Again, rat studies suggested it did – and so Neuronz and Liggins shifted their focus to GPE, as a simpler model to work with.
While Guan was able to show GPE’s protective benefits in many animal studies, she and colleagues also found it to be inherently unstable – meaning it would need to be either directly injected into the brain or given by continuous infusion.
At that point, Gluckman approached Brimble to make a stable form of GPE which wouldn’t require direct injection – which her team was able to do, with a peptide “mimic” designated NNZ-2566.
That synthesised molecule, ultimately the basis of Trofinetide, was also found by Guan to be neuroprotective in animals.
Nueronz, meanwhile, was renamed Neuren because of a merger with another small Liggins spinout, while Guan and Gluckman left their roles with the company around 2007.
That early work led to a series of studies including safety studies in humans in New Zealand and later, a variety of clinical studies.
Although the molecule was originally designed to be an intravenous treatment for traumatic brain injury (TBI), Neuren scientists – led by then director of research Dr Mike Bickerdike – discovered in 2009 that the compound might be surprisingly effective in autism-spectrum disorders, such as Rett Syndrome.
The company subsequently abandoned the development of the drug as a TBI treatment in favour of redirecting efforts toward treating Rett Syndrome.
In children with the condition, mutations within MECP2 inhibit the formation of a molecule essential to cognitive and motor function.
The approval of Trofinetide for treating this disease will be the culmination of years of work by Neuren scientists and clinicians.
Professor Sir Peter Gluckman. Photo / Supplied
Neuren partnered with US company Acadia Pharmaceuticals to carry out the expensive phase-3 trials, with Acadia paying US$10m (NZ$16m) for the drug’s exclusive rights in North America as well as royalties on any sales, plus up to US$455m (NZ$741m) in milestone payments.
Another potential target for Trofinetide is Fragile X syndrome: the most commonly inherited cause of intellectual disability, as well as the most common known cause of autism.
As with Rett, there are currently no medicines approved for its treatment.
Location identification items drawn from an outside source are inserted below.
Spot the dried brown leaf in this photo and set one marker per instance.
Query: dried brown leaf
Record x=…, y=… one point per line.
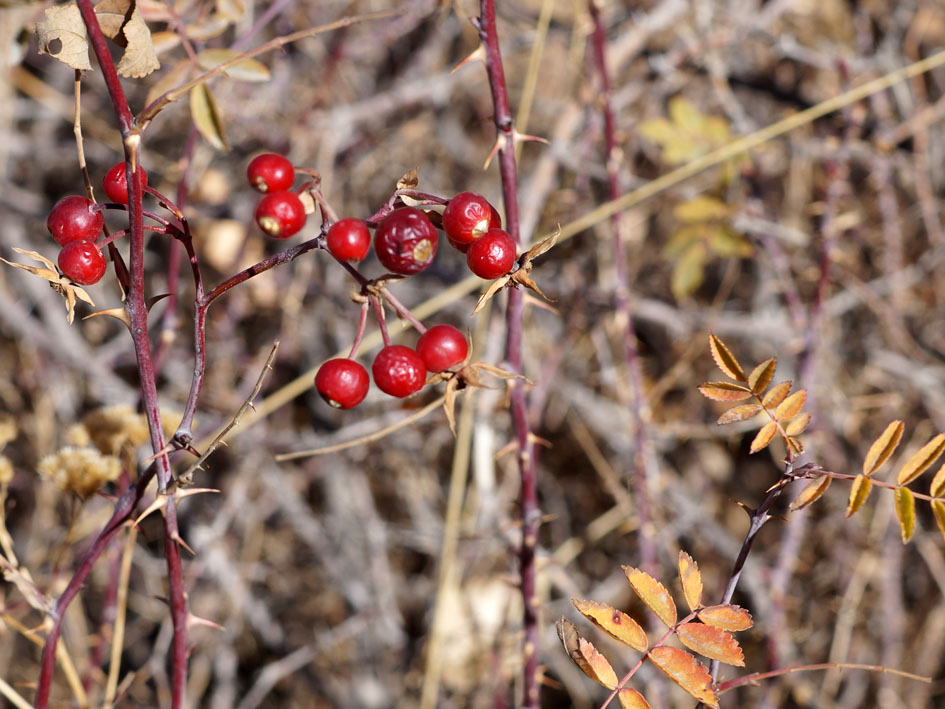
x=653, y=594
x=921, y=460
x=905, y=513
x=725, y=360
x=764, y=436
x=691, y=579
x=726, y=617
x=724, y=391
x=686, y=671
x=776, y=394
x=615, y=623
x=761, y=376
x=882, y=447
x=711, y=642
x=791, y=407
x=810, y=494
x=858, y=493
x=740, y=413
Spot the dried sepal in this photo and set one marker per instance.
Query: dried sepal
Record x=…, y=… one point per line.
x=727, y=617
x=615, y=623
x=813, y=492
x=798, y=425
x=632, y=699
x=764, y=436
x=761, y=376
x=882, y=447
x=725, y=360
x=791, y=407
x=740, y=413
x=711, y=642
x=858, y=493
x=905, y=513
x=691, y=580
x=653, y=594
x=921, y=460
x=686, y=671
x=585, y=655
x=776, y=394
x=724, y=391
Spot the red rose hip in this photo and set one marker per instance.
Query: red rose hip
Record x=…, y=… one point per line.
x=348, y=240
x=467, y=217
x=398, y=371
x=491, y=256
x=115, y=183
x=82, y=262
x=405, y=241
x=343, y=383
x=442, y=347
x=270, y=172
x=72, y=218
x=280, y=214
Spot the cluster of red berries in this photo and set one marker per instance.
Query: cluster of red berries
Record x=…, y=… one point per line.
x=280, y=212
x=76, y=221
x=398, y=370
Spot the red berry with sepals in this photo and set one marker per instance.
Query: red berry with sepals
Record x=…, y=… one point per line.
x=270, y=172
x=442, y=347
x=467, y=217
x=82, y=262
x=115, y=183
x=398, y=371
x=348, y=240
x=280, y=214
x=491, y=256
x=343, y=383
x=405, y=241
x=73, y=218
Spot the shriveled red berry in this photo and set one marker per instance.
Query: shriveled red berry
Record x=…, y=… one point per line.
x=405, y=241
x=280, y=214
x=343, y=383
x=398, y=371
x=491, y=256
x=442, y=347
x=72, y=218
x=270, y=172
x=82, y=262
x=467, y=217
x=348, y=240
x=115, y=183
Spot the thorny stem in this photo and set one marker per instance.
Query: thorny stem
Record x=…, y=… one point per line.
x=531, y=517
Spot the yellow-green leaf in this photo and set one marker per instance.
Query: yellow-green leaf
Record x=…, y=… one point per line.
x=764, y=436
x=905, y=513
x=921, y=460
x=859, y=491
x=798, y=425
x=776, y=394
x=761, y=376
x=691, y=579
x=725, y=360
x=652, y=593
x=711, y=642
x=724, y=391
x=618, y=625
x=811, y=493
x=686, y=671
x=882, y=447
x=791, y=407
x=207, y=118
x=242, y=70
x=726, y=617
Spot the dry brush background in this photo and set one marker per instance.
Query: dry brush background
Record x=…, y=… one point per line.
x=323, y=571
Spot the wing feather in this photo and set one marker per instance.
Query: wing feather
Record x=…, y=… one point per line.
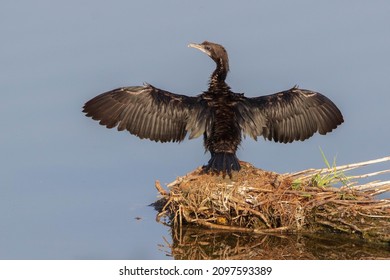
x=294, y=114
x=149, y=112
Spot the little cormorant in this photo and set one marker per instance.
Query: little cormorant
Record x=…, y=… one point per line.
x=221, y=115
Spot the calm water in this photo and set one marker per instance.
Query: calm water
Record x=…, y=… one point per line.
x=71, y=189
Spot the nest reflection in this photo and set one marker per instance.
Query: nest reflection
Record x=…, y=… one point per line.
x=191, y=243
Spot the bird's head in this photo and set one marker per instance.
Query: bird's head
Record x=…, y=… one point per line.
x=215, y=51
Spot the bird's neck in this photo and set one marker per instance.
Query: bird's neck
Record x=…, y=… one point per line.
x=217, y=79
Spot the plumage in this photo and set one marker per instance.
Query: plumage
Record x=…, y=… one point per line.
x=218, y=114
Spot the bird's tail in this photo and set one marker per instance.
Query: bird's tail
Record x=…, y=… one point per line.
x=222, y=162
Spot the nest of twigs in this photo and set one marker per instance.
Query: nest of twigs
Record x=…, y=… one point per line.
x=258, y=201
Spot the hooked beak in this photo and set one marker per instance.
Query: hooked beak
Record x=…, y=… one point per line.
x=199, y=47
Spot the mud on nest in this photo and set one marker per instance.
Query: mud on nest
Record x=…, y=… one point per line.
x=259, y=201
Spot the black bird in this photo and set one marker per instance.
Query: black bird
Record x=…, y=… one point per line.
x=221, y=115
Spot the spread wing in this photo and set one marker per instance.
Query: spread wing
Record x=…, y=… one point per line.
x=149, y=112
x=294, y=114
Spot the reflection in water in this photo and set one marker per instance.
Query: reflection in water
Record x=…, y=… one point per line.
x=203, y=244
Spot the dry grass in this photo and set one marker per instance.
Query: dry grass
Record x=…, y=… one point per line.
x=258, y=201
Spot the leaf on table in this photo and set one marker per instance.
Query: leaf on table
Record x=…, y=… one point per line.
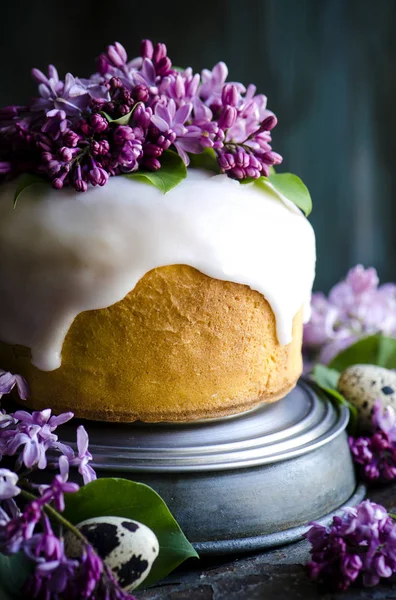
x=123, y=498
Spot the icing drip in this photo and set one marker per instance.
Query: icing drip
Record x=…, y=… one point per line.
x=62, y=253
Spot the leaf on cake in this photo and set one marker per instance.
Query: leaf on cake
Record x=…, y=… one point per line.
x=14, y=572
x=172, y=172
x=205, y=160
x=123, y=498
x=293, y=189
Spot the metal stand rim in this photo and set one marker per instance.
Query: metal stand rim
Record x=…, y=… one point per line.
x=273, y=540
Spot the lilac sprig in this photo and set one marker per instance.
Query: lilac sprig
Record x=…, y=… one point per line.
x=354, y=308
x=26, y=520
x=359, y=545
x=55, y=574
x=71, y=132
x=375, y=455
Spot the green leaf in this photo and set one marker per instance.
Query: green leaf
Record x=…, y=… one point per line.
x=172, y=172
x=327, y=380
x=124, y=498
x=326, y=377
x=293, y=189
x=124, y=120
x=205, y=160
x=26, y=181
x=373, y=350
x=14, y=571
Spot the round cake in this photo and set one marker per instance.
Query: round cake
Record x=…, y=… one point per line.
x=160, y=293
x=125, y=304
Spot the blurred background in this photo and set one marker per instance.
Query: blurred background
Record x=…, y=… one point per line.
x=328, y=68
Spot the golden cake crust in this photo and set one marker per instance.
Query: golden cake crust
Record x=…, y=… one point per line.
x=180, y=346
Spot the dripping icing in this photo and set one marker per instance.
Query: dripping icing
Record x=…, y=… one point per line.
x=62, y=253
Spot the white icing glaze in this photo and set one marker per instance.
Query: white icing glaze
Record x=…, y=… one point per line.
x=62, y=253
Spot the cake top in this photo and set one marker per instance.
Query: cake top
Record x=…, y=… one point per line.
x=141, y=118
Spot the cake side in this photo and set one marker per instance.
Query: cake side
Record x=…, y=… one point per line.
x=180, y=346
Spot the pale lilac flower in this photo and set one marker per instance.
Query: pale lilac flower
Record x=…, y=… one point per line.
x=169, y=119
x=8, y=487
x=354, y=308
x=84, y=456
x=8, y=381
x=70, y=95
x=35, y=434
x=55, y=492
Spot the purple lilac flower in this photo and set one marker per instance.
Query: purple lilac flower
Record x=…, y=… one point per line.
x=35, y=434
x=70, y=135
x=354, y=308
x=53, y=569
x=360, y=544
x=8, y=487
x=375, y=455
x=8, y=381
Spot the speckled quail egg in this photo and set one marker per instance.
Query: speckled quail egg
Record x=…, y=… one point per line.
x=362, y=385
x=127, y=547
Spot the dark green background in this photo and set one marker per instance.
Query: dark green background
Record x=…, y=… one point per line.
x=328, y=68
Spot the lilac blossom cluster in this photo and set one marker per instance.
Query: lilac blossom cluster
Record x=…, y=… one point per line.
x=31, y=438
x=30, y=531
x=375, y=455
x=354, y=308
x=122, y=118
x=24, y=523
x=359, y=545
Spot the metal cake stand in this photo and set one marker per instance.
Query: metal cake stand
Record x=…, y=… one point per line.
x=244, y=483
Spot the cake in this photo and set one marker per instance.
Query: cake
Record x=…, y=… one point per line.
x=123, y=303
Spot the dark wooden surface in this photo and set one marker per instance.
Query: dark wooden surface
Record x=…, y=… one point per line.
x=275, y=575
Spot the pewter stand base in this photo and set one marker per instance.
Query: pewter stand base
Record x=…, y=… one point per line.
x=244, y=483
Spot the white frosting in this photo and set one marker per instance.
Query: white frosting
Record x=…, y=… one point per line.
x=62, y=253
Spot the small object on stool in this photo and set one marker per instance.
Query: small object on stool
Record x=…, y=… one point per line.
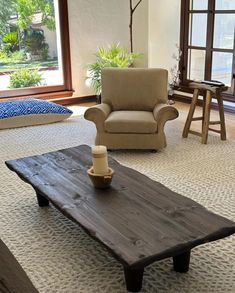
x=101, y=181
x=210, y=91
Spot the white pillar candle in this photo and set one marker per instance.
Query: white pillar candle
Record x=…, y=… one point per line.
x=100, y=159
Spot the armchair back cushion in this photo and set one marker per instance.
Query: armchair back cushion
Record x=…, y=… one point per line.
x=134, y=89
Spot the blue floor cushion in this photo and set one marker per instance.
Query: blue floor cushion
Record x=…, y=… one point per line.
x=18, y=113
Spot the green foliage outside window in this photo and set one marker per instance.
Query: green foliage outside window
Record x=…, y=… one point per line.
x=25, y=78
x=113, y=56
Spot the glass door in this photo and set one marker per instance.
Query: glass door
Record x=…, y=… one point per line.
x=32, y=58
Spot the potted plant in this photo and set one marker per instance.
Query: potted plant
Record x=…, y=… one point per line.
x=113, y=56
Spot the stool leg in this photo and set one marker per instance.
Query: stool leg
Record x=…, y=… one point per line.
x=190, y=113
x=203, y=108
x=221, y=114
x=206, y=119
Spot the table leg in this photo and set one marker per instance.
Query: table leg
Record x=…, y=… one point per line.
x=42, y=201
x=190, y=113
x=134, y=278
x=181, y=262
x=221, y=114
x=206, y=120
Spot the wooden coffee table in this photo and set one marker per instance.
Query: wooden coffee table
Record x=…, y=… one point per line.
x=139, y=220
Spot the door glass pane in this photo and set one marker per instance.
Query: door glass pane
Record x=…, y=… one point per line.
x=198, y=4
x=30, y=50
x=225, y=4
x=224, y=31
x=196, y=64
x=222, y=67
x=197, y=29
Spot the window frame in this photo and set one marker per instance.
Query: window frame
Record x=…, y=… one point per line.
x=209, y=49
x=56, y=90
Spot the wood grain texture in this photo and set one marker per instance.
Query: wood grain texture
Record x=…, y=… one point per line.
x=137, y=219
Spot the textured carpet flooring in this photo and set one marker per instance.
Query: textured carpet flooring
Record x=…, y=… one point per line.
x=60, y=258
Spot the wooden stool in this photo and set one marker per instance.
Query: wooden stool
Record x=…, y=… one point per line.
x=208, y=92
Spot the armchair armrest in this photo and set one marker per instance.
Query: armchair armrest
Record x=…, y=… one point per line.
x=162, y=113
x=98, y=115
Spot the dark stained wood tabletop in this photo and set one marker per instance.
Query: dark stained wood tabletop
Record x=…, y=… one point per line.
x=137, y=219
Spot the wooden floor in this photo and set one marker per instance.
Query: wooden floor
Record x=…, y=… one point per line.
x=183, y=109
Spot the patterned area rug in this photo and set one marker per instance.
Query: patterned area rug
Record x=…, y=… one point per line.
x=59, y=257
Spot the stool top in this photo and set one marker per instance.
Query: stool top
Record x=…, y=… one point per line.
x=206, y=87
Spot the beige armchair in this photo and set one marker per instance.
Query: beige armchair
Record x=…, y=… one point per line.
x=133, y=111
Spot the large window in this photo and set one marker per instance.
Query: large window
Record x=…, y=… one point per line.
x=207, y=42
x=34, y=48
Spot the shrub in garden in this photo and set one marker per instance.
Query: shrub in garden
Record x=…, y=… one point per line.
x=35, y=43
x=25, y=78
x=10, y=42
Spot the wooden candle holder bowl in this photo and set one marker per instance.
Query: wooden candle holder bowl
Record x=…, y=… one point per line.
x=99, y=180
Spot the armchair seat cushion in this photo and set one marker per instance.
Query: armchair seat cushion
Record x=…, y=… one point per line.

Meanwhile, Neuren continued to develop a second related compound NZ2591 - also discovered by Guan and Gluckman – with potential use for other serious neurological conditions that emerge in early childhood.
It has already gained FDA approval to enter phase 2 clinical trials for the treatment of PhelanMcDermid syndrome, Angelman syndrome, Pitt-Hopkins syndrome and Prader-Willi syndrome.
While working as an academic at Liggins, Guan – now based in the private sector - has since been able to reveal much about the mode of action of this family of peptides.
*This story has been edited to reflect the contributions of others in Trofinetide’s discovery and development.